London - Rugby chiefs insisted on Monday that referee Romain Poite had been completely correct in the way he oversaw Italy's unorthodox approach to the breakdown during their Six Nations clash at Twickenham after the French official came under fire from England coach Eddie Jones.
The Australian was left seething as a struggling Italy, defying all pre-match predictions, led the Grand Slam champions 10-5 at half-time at Twickenham in a match where the Azzurri repeatedly refused to form rucks and so could legitimately stray offside - a move England's 2003 Rugby World Cup-winning coach Clive Woodward called "innovative and inspired".
England eventually regained their composure to win 36-15 on Sunday as they extended their winning streak to 17 successive Tests.

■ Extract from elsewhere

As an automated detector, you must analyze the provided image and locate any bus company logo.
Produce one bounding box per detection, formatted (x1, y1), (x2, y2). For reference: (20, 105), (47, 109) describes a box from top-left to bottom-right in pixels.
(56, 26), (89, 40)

But an angry Jones called for the rulebook to be revised and accused Poite of looking "flustered", adding: "I've never seen a referee lose his perspective of the game."
However, a spokesperson for World Rugby, the game's global governing body said on Monday: "The match official team officiated law correctly.
"There is a formal process for unions to request law clarifications, if they wish to do so."
Whether England will do that remains uncertain but Jones called for action on Sunday, as did England flyhalf George Ford, who said it would "kill the game quickly" if other sides followed Italy's example as "there's no rugby going to be played".
Despite England's outrage, this was not the first time the tactic had been deployed with New Zealand's Chiefs having done something similar in Super Rugby and Australia's David Pocock nearly creating a try against Ireland last year with the ploy.
An impressed Woodward, whose England team won the World Cup against an Australia side coached by Jones, praised the Azzurri in his Daily Mail column published on Monday.
"I totally support Italy and their use of their innovative and inspired tactics at Twickenham on Sunday," said Woodward.
"Against a superior team and a rugby nation with infinitely more resources, Italy went down fighting and scheming and plotting," the former England and British and Irish Lions centre added.
"It was behind the lines - literally - guerrilla war and I found it compulsive viewing.
"It's what David always has to do if he is to stand any chance against Goliath.
"The tactic is entirely legitimate and it was fascinating to watch it unfold in a big-match situation."
Italy coach Conor O'Shea had no qualms at all about his side's approach, saying his side - thrashed 63-10 by Ireland in their previous match - "played to the law".
"We are not going to roll over and we are going fight," he insisted. "Just because we took people by surprise, what do they want us to do?"
O'Shea, a former Ireland fullback who played under Woodward at London Irish, added on Sunday: "I remember the great Clive Woodward bringing me over here in 1995 and he said 'Conor, the problem with you guys, in Ireland, is you never think differently'."